From July through September, there was a net profit of 809 million euros as opposed to a deficit of 72 million euros during the same time last year.
“The organisation has put the pandemic behind and is looking positively into the future”CEO Carsten Spohr
“Travel is still highly desired, and this is reflected in the demand for air travel.”
To 10.1 billion euros, third quarter revenues nearly quadrupled year over year.
More than 33 million passengers flew with the group’s airlines in the third quarter, a significant increase from the same period last year.
The firm, which consists of Eurowings, Austrian, Swiss, and Brussels Airlines, already declared earlier this month that robust demand had led to a large increase in its profitability estimate for 2022.
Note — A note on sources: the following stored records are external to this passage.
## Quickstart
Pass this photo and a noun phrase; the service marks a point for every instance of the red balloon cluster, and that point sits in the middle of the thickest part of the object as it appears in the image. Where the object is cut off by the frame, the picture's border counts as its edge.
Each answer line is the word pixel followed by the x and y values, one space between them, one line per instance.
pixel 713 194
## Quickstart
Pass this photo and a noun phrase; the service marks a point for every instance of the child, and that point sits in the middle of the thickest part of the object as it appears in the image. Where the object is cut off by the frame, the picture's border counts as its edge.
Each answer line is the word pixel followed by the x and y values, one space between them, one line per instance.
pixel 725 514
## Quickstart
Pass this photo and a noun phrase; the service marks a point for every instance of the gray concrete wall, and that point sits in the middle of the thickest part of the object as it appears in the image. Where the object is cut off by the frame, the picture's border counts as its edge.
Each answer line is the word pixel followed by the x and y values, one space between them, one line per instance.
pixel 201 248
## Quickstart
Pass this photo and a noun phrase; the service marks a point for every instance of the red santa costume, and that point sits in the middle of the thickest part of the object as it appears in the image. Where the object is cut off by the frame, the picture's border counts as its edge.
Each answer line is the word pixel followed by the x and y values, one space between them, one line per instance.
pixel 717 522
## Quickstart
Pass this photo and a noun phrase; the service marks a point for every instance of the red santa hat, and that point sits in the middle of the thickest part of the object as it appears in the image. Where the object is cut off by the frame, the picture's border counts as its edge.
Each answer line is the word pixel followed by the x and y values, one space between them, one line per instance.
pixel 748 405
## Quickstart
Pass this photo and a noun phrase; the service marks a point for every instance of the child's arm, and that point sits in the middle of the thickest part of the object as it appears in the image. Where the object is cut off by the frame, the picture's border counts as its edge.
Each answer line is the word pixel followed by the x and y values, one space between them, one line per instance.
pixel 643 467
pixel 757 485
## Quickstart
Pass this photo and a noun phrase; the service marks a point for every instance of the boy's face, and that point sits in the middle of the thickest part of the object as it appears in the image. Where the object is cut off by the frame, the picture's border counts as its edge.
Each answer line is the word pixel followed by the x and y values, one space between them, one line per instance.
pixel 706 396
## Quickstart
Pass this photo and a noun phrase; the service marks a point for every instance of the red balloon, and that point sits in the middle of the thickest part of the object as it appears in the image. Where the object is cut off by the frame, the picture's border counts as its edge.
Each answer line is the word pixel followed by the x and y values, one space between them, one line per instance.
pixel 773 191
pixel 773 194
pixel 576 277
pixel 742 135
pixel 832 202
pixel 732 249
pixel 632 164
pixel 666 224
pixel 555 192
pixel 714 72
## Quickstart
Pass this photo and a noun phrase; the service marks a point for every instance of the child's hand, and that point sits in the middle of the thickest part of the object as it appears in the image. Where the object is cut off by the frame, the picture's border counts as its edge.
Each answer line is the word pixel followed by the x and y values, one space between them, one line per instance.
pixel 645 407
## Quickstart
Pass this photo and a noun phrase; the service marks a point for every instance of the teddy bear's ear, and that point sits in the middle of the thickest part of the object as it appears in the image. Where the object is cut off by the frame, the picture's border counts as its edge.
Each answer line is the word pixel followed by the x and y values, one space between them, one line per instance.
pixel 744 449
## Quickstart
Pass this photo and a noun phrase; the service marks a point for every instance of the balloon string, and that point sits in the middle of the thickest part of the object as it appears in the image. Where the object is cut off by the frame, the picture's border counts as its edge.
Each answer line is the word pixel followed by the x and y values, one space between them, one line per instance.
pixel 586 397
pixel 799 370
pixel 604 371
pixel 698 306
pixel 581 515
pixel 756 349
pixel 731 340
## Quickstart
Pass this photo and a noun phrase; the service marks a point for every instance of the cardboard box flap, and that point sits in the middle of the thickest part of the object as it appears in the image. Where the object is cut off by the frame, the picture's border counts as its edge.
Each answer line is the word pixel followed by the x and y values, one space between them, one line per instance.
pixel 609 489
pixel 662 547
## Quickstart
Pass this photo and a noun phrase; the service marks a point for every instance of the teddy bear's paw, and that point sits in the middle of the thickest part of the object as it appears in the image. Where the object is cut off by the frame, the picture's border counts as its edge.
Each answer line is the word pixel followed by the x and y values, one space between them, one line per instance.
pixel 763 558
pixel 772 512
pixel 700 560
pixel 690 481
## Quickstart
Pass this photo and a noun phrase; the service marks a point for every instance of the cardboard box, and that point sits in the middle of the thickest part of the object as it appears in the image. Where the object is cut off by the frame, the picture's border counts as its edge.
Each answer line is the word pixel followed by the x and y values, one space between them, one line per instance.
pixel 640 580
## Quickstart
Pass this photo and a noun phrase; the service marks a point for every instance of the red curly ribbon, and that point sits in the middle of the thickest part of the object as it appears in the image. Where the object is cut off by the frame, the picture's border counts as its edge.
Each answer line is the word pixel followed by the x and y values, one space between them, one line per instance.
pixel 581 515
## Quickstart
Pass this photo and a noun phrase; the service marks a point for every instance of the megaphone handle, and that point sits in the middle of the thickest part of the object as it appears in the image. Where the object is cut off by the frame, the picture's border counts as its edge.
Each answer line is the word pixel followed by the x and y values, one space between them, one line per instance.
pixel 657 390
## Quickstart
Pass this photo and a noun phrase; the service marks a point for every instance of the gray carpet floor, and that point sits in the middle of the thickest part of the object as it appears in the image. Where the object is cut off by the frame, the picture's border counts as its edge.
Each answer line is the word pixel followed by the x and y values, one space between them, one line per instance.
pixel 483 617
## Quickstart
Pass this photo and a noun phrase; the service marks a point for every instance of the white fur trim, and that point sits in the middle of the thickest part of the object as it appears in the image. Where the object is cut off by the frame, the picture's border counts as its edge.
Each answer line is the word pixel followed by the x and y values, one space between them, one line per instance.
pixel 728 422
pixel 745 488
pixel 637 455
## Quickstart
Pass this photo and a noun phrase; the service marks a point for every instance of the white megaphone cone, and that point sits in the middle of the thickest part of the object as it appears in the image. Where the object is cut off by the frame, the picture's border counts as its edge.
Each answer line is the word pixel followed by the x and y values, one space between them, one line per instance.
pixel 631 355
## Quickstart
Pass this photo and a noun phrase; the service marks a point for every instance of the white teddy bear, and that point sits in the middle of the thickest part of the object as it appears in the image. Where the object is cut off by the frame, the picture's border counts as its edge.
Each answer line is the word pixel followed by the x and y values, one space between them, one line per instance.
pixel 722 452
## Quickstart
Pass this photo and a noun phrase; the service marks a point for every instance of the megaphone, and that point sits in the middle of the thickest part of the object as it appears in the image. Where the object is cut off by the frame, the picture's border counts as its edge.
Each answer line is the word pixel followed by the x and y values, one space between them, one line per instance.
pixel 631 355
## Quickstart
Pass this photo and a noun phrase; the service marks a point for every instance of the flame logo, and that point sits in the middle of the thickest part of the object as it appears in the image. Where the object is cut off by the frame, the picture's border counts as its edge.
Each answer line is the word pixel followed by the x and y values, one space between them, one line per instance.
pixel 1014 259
Lufthansa had announced its first net profit following the outbreak in August.
The airline reported that from July to September, ground workers and pilots’ strikes cost it over 70 million euros.
However, after reaching an agreement with management on greater compensation, Lufthansa pilots agreed last month not to strike once more until at least the end of June in 2019.
Due to the pandemic, the company suffered enormous net losses of 6.7 billion euros in 2020 and 2.2 billion euros in 2021; however, pent-up demand for air travel has caused its finances to stabilise faster than anticipated.
Final month, the German government sold its last remaining shares in Lufthansa, returning ownership of the airline to private individuals.